Son sourire s'agrandit.
-Vraiment ? Peut-être était-il vivant ce matin dans notre ancien appartement, mais je doute, qu'à cette heure-ci, ce soit le cas. Tu croyais vraiment que j'allais laisser cet imbécile en vie alors qu'il me complique tant la mienne?
Je tremblai.
-Tu as envoyé des gens le tuer ?
-Oui, il est mort, Eleanor. C'est ton tour maintenant, appuie sur cette détente et termine cette histoire. Enterre les gènes des Rigby et votre putain de maladie, de malédiction. Finissons en une bonne fois pour toute.

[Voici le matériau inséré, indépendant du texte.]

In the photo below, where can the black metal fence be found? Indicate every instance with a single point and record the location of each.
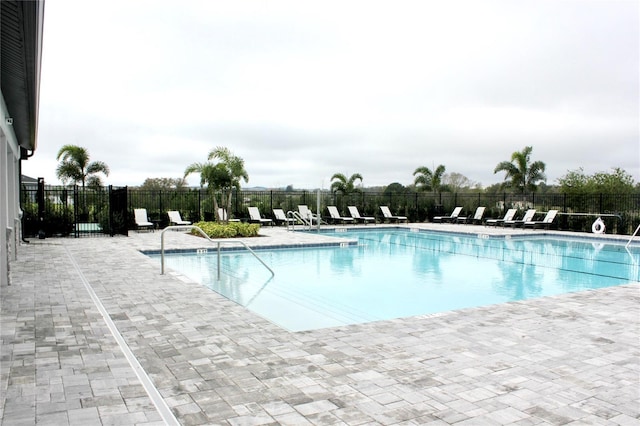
(88, 212)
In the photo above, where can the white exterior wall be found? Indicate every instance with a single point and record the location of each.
(9, 195)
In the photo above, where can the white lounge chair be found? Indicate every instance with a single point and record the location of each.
(476, 218)
(335, 216)
(528, 217)
(546, 222)
(451, 218)
(176, 219)
(355, 214)
(509, 215)
(142, 220)
(307, 214)
(281, 218)
(256, 217)
(391, 218)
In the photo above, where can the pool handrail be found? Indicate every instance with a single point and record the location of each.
(634, 234)
(219, 241)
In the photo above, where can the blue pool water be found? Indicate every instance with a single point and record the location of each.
(398, 273)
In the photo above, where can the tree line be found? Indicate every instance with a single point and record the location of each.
(224, 172)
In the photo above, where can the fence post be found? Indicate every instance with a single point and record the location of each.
(600, 207)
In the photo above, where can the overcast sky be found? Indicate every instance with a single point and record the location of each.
(303, 90)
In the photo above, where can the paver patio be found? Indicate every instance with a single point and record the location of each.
(570, 359)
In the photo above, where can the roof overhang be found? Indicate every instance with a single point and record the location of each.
(21, 29)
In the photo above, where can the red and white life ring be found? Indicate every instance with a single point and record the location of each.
(598, 226)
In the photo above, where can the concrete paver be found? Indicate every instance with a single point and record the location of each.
(570, 359)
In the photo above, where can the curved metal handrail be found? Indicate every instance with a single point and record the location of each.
(217, 241)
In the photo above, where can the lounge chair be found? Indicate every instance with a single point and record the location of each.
(546, 222)
(528, 217)
(307, 214)
(222, 213)
(355, 214)
(391, 218)
(476, 218)
(335, 216)
(142, 220)
(509, 215)
(281, 218)
(255, 217)
(176, 219)
(453, 217)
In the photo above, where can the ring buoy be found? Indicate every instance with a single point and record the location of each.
(598, 226)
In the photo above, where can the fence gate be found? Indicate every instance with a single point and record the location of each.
(118, 211)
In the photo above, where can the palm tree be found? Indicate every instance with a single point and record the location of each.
(221, 177)
(75, 167)
(340, 183)
(426, 180)
(521, 174)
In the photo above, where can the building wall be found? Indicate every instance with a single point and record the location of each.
(9, 195)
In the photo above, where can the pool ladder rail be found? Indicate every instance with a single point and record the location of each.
(632, 237)
(218, 241)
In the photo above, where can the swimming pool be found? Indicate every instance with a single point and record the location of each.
(396, 273)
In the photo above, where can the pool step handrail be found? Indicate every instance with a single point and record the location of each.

Ces mots m'effleurèrent mais ces paroles ne m'atteignirent plus, parce que tout mon être bouillonnait de rage, parce que toutes les infimes forces qu'il me restait étaient tournées vers Clyde. Il était le seul qui avait cru en moi, le seul qui m'avait aimé, le seul qui m'avait tout donné sans concession : sa confiance, son corps, son coeur, son âme. Peut-être méritais-je, moi, de mourir, mais lui certainement pas. Personne ne méritait autant de vivre que lui.
Aucune peine ne demeurera jamais assez grande pour exprimer ma détresse à cet instant. Il fallait venger Clyde.

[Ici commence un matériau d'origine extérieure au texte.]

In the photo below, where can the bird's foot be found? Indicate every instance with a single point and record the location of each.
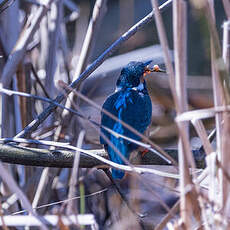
(143, 152)
(142, 215)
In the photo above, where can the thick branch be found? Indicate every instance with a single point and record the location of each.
(64, 158)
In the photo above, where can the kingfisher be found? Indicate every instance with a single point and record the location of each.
(131, 104)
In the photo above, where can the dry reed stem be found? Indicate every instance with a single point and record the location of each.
(72, 206)
(20, 48)
(226, 5)
(97, 15)
(178, 91)
(9, 180)
(200, 129)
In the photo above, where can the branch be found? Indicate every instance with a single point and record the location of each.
(64, 158)
(35, 123)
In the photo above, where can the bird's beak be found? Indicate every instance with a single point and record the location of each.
(155, 68)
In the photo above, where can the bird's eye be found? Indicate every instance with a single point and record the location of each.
(156, 68)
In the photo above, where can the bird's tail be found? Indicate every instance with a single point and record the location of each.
(114, 156)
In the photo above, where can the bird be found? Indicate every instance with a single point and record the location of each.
(131, 104)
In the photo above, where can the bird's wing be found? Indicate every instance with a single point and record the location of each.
(105, 119)
(137, 114)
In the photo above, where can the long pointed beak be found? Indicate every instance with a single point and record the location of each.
(155, 68)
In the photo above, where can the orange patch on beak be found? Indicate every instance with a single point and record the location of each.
(156, 68)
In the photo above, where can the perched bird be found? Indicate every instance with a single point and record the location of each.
(131, 104)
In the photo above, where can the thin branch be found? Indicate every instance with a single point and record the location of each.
(64, 158)
(35, 123)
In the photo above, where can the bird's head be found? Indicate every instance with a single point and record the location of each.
(134, 73)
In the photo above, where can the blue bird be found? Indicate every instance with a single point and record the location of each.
(131, 104)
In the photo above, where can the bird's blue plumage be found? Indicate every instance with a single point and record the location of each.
(131, 104)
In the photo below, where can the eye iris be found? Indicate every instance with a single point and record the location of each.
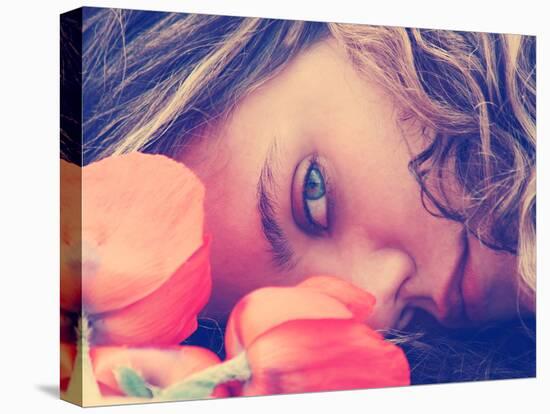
(315, 185)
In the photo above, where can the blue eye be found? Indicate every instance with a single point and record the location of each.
(314, 187)
(315, 198)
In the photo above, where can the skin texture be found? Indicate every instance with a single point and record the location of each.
(379, 236)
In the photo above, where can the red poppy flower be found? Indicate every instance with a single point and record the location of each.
(159, 367)
(133, 257)
(323, 355)
(318, 297)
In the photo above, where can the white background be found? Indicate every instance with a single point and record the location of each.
(29, 218)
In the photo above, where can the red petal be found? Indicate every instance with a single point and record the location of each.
(267, 307)
(142, 217)
(323, 355)
(165, 317)
(359, 302)
(66, 359)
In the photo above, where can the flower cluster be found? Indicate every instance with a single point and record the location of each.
(135, 274)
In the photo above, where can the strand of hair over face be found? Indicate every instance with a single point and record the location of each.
(474, 95)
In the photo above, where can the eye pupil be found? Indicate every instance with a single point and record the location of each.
(315, 185)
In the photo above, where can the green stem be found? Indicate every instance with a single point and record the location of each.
(83, 385)
(203, 383)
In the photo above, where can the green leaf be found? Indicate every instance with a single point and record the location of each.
(188, 390)
(131, 383)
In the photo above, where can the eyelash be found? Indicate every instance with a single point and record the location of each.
(316, 164)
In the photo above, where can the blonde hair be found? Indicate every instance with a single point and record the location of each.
(151, 80)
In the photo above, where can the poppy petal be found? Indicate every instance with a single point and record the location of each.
(165, 317)
(267, 307)
(359, 302)
(323, 355)
(142, 217)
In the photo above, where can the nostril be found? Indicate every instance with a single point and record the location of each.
(405, 318)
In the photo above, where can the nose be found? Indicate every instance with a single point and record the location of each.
(383, 273)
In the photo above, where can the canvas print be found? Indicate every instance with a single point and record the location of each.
(254, 206)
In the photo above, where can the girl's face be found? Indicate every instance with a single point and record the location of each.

Je pointais, à nouveau, l'arme sur David alors qu'il faisait de même avec un pistolet accroché à sa ceinture.
- Tu auras probablement le temps de tirer mais j'en aurais le temps aussi, m'avertit-il, Ne complique pas tout ma chérie, cette histoire a causé assez de morts.
- Faute à qui ?
- Tu ne tireras pas, je suis ton père.
Phrase de trop.
- Non, tu as tort sur ces deux points. Tu n'est pas et tu ne seras jamais mon père .

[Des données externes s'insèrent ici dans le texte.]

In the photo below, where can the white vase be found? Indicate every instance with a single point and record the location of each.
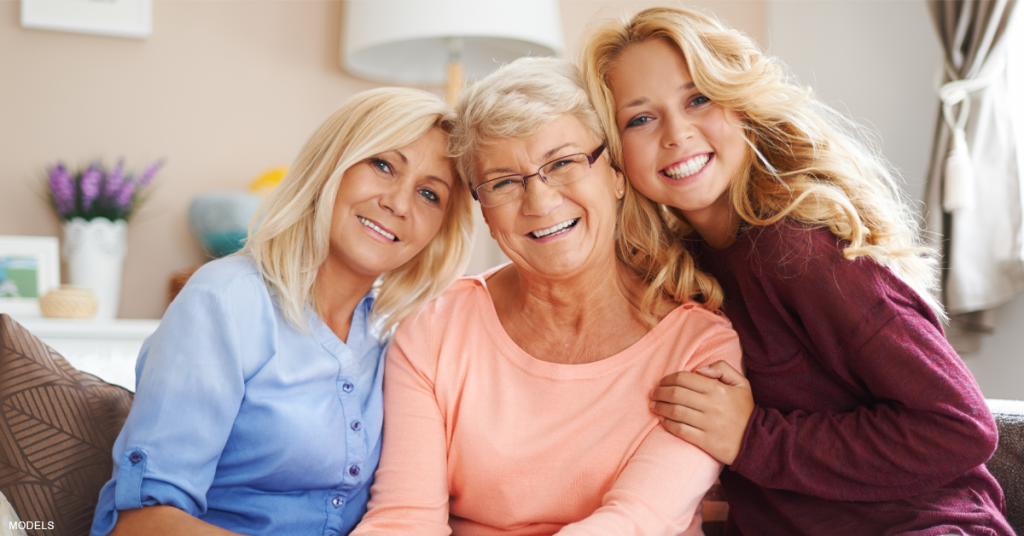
(94, 250)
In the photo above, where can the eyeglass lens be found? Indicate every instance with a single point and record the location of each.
(561, 171)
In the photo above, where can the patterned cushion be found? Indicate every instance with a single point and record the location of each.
(57, 426)
(1008, 462)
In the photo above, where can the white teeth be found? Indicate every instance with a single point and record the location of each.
(689, 167)
(377, 229)
(554, 229)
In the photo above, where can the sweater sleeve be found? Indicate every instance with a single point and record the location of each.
(660, 488)
(410, 494)
(922, 420)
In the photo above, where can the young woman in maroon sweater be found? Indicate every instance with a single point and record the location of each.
(856, 416)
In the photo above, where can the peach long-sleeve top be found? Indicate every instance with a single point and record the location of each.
(482, 439)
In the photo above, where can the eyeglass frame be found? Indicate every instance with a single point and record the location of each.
(591, 158)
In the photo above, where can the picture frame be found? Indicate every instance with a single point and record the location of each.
(30, 266)
(114, 17)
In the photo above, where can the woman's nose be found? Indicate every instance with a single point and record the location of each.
(540, 198)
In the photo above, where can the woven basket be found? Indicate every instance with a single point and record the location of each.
(69, 302)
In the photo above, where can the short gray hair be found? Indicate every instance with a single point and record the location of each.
(516, 101)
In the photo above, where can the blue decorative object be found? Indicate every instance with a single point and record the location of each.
(220, 220)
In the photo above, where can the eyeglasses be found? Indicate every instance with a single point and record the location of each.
(563, 170)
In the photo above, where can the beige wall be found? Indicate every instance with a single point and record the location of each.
(222, 90)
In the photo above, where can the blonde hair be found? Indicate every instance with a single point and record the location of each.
(806, 161)
(516, 101)
(290, 234)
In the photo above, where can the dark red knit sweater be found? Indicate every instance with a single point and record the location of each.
(866, 420)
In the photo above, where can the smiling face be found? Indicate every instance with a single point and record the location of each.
(389, 206)
(679, 148)
(552, 231)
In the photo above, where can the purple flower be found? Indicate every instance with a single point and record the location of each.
(114, 180)
(62, 189)
(90, 184)
(124, 197)
(148, 173)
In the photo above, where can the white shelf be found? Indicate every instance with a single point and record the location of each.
(107, 348)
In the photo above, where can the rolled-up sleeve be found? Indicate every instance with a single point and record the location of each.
(190, 382)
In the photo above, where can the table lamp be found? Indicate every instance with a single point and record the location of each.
(444, 41)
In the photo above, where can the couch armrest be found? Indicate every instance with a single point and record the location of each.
(1008, 462)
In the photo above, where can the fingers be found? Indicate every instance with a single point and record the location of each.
(690, 381)
(675, 412)
(723, 372)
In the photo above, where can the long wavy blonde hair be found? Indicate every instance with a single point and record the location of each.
(805, 161)
(290, 234)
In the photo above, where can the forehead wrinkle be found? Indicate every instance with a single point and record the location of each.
(441, 180)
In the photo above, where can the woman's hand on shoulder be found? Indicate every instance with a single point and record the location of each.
(709, 408)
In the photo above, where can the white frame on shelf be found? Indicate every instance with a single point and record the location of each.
(45, 251)
(114, 17)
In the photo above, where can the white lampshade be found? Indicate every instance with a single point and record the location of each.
(408, 41)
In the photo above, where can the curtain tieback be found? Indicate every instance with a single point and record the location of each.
(958, 176)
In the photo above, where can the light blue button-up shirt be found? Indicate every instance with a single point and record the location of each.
(246, 422)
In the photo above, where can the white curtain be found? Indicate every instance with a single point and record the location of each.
(975, 193)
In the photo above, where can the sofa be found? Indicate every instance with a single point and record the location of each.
(57, 426)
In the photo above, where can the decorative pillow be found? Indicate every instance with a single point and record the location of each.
(715, 510)
(1008, 462)
(57, 426)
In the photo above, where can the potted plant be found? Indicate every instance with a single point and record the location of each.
(95, 204)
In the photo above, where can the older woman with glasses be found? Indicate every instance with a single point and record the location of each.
(517, 402)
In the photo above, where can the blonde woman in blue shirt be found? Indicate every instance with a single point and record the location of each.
(258, 407)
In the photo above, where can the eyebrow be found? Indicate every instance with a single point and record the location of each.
(547, 157)
(642, 100)
(441, 180)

Puis soudain, deux coup résonnèrent presque simultanément dans l'antre des Black's Angels.
***
Note de l'auteur :
Oui, oui, je vous le promets, cette histoire trouvera bien sa fin un jour (une fin qui n'est pas encore arrivée, il me reste quelques chapitres en poche).
Je tiens à sincèrement m'excusez pour cette absence -plus que prolongée. J'ai commencé des études de médecine, et même si j'adore ce que je fais, cela à eu pour conséquence de m'éloigner considérablement de l'écriture.
Mais je me dois d'offrir un vrai final à Clyde et Eleanor, et à vous également.
J'en profite pour vous encouragez pendant ces périodes de troubles. Restez chez vous et prenez soins les uns des autres.